Scientific classification
- Kingdom: Animalia
- Phylum: Mollusca
- Class: Gastropoda
- Subclass: Caenogastropoda
- Order: Littorinimorpha
- Family: Cypraeidae
- Genus: Callistocypraea
- Species: C. aurantium
- Binomial name: Callistocypraea aurantium (Gmelin, 1791)
- Synonyms: Cypraea aurantium Gmelin, 1791; Cypraea aurora Lamarck, 1810; Lyncina aurantium (Gmelin, 1791);

= Callistocypraea aurantium =

- Authority: (Gmelin, 1791)
- Synonyms: Cypraea aurantium Gmelin, 1791, Cypraea aurora Lamarck, 1810, Lyncina aurantium (Gmelin, 1791)

Species of gastropod

Callistocypraea aurantium, (formerly classified inside genus lyncina) common name the golden cowrie, is a species of sea snail, a cowry, a marine gastropod mollusk in the family Cypraeidae, the cowries.

==Distribution==
This is an uncommon-to-rare species which is found in the tropical waters of the west-central to south-central Pacific Ocean.

==Habitat==
This animal is usually found on the ocean side of islands, on the reef, at depths of 30 to 100+ feet. It normally hides in the coral during daylight and comes out to feed at night.

==Shell description==
This is a large cowry, 80 to 100 mm long. The shell that is yellowish brown to reddish orange on the dorsum, with white to cream colored margins.

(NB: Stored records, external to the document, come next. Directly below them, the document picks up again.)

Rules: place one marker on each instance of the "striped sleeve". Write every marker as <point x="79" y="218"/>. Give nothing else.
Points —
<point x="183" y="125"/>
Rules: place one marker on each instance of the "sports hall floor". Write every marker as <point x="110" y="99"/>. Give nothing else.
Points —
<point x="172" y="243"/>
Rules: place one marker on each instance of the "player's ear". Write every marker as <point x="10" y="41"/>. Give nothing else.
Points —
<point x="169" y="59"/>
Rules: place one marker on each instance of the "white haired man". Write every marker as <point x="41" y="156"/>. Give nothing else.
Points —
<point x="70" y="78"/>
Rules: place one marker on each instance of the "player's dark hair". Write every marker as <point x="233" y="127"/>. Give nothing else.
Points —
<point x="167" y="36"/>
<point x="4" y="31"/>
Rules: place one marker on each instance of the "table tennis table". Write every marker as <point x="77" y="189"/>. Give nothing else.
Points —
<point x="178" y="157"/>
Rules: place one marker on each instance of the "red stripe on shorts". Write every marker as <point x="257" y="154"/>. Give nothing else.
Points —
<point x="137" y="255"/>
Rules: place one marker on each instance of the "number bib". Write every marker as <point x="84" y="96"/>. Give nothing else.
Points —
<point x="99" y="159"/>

The mantle of the golden cowry is a combination of dark gray with translucent spots and patches that the orange color of the shell shows through. The scattered branching papillae are brownish gray, often white at the bases and tips.

==Human use==
In the past, on the Fiji Islands, this shell, known as "bulikula", was drilled at the ends and worn on a string around the neck by chieftains as a symbol of rank or privilege. As the shells are rare, they are prized by collectors.